Apprenticeship providers are facing the challenge of fewer apprenticeship starts and more early leavers. By leveraging the right quality assurance practices, leaders can safeguard both quality and performance.
Life is tough for apprenticeship providers these days. You face challenges from all sides navigating the delicate balance between government-funded education and employer investment in their time and for some, money. Navigating the waves of securing quality whilst being buffeted by the winds of external factors can be hard.
Two specific challenges pose a threat to apprenticeship quality moving into 23/24, increasing the risk of falling short on ESFA accountability measures and potentially an uncomfortable Ofsted inspection.
Challenge 1: Decrease in Apprenticeship Numbers
The drop in intermediate and advanced apprenticeships is concerning. These apprenticeships serve as a crucial pipeline for bringing fresh talent into organisations. I suspect it won’t be too long before policy interventions seek to address the use of levy spend, regardless of the government in power. For now, we’re reliant on an upturn in either demand from employers or interest from potential apprentices, depending on which sector you operate in.

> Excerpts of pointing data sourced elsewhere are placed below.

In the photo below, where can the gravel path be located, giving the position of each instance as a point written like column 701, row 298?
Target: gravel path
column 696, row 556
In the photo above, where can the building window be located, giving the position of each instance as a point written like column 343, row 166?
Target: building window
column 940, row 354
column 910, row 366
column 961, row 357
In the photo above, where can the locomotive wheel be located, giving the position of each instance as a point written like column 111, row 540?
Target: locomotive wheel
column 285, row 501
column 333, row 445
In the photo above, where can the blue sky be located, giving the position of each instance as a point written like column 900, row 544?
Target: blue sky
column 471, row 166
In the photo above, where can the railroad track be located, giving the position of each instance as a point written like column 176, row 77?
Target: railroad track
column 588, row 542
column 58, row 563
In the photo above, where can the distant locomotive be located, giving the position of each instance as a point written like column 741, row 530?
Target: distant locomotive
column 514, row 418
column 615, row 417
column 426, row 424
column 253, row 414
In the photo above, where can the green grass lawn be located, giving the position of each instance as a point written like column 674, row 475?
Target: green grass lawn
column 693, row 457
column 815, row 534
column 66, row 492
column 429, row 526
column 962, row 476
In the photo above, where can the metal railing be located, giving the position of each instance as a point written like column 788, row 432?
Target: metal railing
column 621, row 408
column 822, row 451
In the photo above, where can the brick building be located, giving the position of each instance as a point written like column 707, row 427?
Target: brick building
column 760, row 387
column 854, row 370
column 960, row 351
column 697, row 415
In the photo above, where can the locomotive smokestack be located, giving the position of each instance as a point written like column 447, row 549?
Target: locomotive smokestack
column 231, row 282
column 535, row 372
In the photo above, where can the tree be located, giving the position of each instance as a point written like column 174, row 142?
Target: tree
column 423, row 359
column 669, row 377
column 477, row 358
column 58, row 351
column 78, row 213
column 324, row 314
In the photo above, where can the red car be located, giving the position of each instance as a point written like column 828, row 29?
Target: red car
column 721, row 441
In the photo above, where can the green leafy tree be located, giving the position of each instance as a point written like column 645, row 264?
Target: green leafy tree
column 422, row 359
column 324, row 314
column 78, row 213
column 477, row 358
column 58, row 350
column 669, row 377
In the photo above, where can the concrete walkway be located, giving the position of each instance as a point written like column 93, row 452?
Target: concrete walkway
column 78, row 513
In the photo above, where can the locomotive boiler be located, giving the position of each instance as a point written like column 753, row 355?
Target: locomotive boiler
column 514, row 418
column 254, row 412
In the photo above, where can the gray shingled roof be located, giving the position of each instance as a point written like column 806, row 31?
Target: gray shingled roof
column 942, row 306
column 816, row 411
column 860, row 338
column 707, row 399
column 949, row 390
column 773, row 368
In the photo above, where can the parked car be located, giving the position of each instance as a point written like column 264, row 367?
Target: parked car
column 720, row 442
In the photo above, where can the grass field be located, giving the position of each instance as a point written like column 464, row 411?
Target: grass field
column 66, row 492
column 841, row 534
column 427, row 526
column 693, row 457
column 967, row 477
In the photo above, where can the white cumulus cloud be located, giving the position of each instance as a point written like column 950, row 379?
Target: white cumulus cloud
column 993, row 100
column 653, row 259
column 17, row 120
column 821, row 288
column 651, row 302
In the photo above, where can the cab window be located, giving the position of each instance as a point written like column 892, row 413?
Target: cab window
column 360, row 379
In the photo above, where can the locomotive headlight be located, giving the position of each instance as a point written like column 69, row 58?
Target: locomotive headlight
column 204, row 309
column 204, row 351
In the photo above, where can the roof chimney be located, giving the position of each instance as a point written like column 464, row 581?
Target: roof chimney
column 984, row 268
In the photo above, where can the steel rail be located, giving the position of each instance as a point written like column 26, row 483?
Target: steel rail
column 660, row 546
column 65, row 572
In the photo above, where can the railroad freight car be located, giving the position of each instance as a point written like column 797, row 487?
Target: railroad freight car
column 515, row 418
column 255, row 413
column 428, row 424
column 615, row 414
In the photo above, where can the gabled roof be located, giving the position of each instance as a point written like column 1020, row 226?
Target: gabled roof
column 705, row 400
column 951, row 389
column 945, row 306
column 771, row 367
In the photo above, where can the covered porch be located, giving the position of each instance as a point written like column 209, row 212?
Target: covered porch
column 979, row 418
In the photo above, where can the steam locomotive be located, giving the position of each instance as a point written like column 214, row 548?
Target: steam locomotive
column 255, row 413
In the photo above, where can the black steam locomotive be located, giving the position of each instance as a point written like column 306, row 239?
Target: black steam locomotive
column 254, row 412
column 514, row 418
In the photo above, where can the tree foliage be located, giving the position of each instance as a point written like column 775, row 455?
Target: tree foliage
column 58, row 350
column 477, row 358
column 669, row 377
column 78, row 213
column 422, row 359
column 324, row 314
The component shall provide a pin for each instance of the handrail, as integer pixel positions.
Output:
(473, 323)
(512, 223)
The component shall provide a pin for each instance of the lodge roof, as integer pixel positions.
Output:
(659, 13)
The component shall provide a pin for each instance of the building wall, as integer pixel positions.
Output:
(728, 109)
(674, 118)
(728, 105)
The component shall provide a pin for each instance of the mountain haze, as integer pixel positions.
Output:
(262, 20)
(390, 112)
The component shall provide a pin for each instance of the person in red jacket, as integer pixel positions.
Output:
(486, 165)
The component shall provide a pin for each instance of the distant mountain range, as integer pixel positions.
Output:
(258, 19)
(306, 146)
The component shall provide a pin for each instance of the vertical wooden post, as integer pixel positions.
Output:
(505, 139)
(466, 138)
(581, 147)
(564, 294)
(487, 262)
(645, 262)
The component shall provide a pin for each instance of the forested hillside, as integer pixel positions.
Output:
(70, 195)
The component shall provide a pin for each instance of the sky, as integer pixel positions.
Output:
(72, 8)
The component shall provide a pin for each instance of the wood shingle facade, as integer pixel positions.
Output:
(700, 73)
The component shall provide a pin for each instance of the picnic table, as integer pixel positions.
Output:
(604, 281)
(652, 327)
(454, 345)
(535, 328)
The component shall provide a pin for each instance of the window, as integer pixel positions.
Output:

Why does this drop affect quality? When leaders see a decline in recruitment, understandable alarm bells ring. Financial difficulties might loom as targets become harder to meet. As a result, there could be additional pressure placed on business development and apprentice recruitment teams to create and fill vacancies. The danger lies in compromising the “right apprentice, right programme” principle, placing apprentices on unsuitable programmes for short-term gains that will hurt both finances and quality in the long run.
Challenge 2: Early Departure of Apprentices
We’re falling short of our desired retention rates, with too many apprentices leaving their programmes prematurely. The Department for Education (DfE) sets an achievement rate target of 67%, which includes retention rates in its calculation. In the 2021-2022 period, we achieved a 51% achievement rate for apprenticeship standards. There were certainly mitigating factors which we are all aware of, however, it would be a demonstration of poor leadership and governance to assume there is nothing we could potentially do differently going forward.
To identify necessary changes, it is helpful, rather than focusing on 21/22, to examine the leavers’ rates for 2022-2023 as part of the self-assessment process. Collaborative self-assessment involving feedback from teams and individuals responsible for recruiting both new employers and apprentices is vital to inform learning.
Consider the two challenges alongside each other:
- Pressure to recruit more apprentices.
- Pressure to improve apprenticeship completion rates within the agreed timeframe
If we aren’t mindful of it, and consciously take action to avoid it, it’s reasonable to predict that the former challenge may negatively impact the latter this coming year, exacerbating and drawing out the completion rate issue from 21/22.
Here are four straightforward actions for leaders to consider as we move towards the new academic year:
- Set objectives and results for 23/24 based on a step change towards 67%+ if the provision falls below the benchmark. Avoid a goal that is limited to simply avoiding triggering action by the ESFA based on the risk levels in the accountability framework. If you’re closer to 67%, aim to go beyond it. It’s a minimum standard, not a moonshot aspiration.
- Be clear on the breakdown of withdrawals in 21/22 and 22/23, understanding which were a) outside of your control, b) can be influenced and c) can be controlled. Your QIP is the vehicle to capture how you wish to enact the changes for b and c. Set your impact measures based on the breakdown.
- Be mindful of the unintended consequences of placing too much focus on recruitment over retention in apprenticeships. You get what you measure in business development.
- Keep a keen eye on progress reviews to ensure apprentices aren’t being retained on a programme that isn’t right for them or their employer. Ultimately, it will damage your reputation, and the motivation of your staff, apprentices and employers. It also risks the planned end date going out of the window.